The report suggests Venezuelan crude production, now approximately 750,000-800,000 barrels per day, could increase to 1.3-1.4 million barrels per day within two years post-transition. With consistent investment, output might hit 2.5 million barrels per day, harking back to its 1990s peak of 3.5 million barrels daily.

In a related development, former US President Donald Trump announced plans for interim Venezuelan authorities to send 30-50 million barrels of sanctioned oil to the US. The oil will be sold at market rates, with proceeds managed under presidential oversight to aid both nations. This move underscores renewed US interest in Venezuela's oil capabilities.

Trump stressed the importance of executing this plan immediately, seeing US Energy Secretary Chris Wright tasked with overseeing the operation. Discussions are ongoing about encouraging American energy corporations to reinvest in Venezuela, rehabilitating its depleted infrastructure after years of sanctions.

Experts note that US oil giants like Chevron, ExxonMobil, and ConocoPhillips could reinvest in Venezuela if political conditions stabilize. European firms such as Repsol and Eni, and companies from India and Latin America, might also return if existing issues like payment disputes are settled. JPMorgan warns, however, that a political transition might cause initial disruptions due to potential operational uncertainties.

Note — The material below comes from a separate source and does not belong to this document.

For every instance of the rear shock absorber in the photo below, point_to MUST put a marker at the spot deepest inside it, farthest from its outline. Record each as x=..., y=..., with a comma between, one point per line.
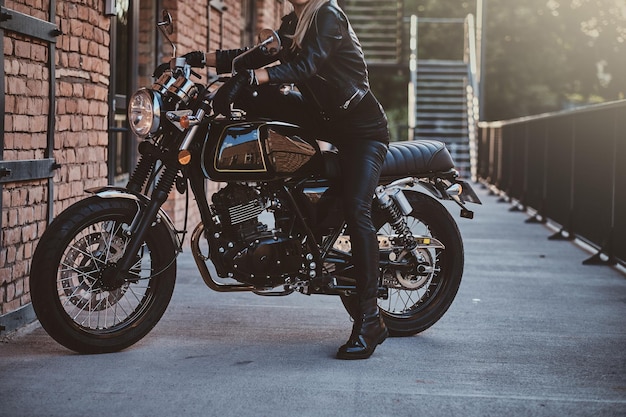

Beyond supply, JPMorgan highlights the geopolitical weight of a Venezuelan rebound. Venezuela boasts the world's largest oil reserves, suggesting a shift in global energy influence towards the Western Hemisphere. This strategic shift could bolster US leverage over oil prices, thus enhancing US energy security and maintaining lower oil price ranges.

Despite these potential shifts, JPMorgan projects a bearish outlook for future oil prices, forecasting Brent crude to hover in the low $60s by 2026, as non-OPEC output rises and Venezuelan oil emerges on the market stage.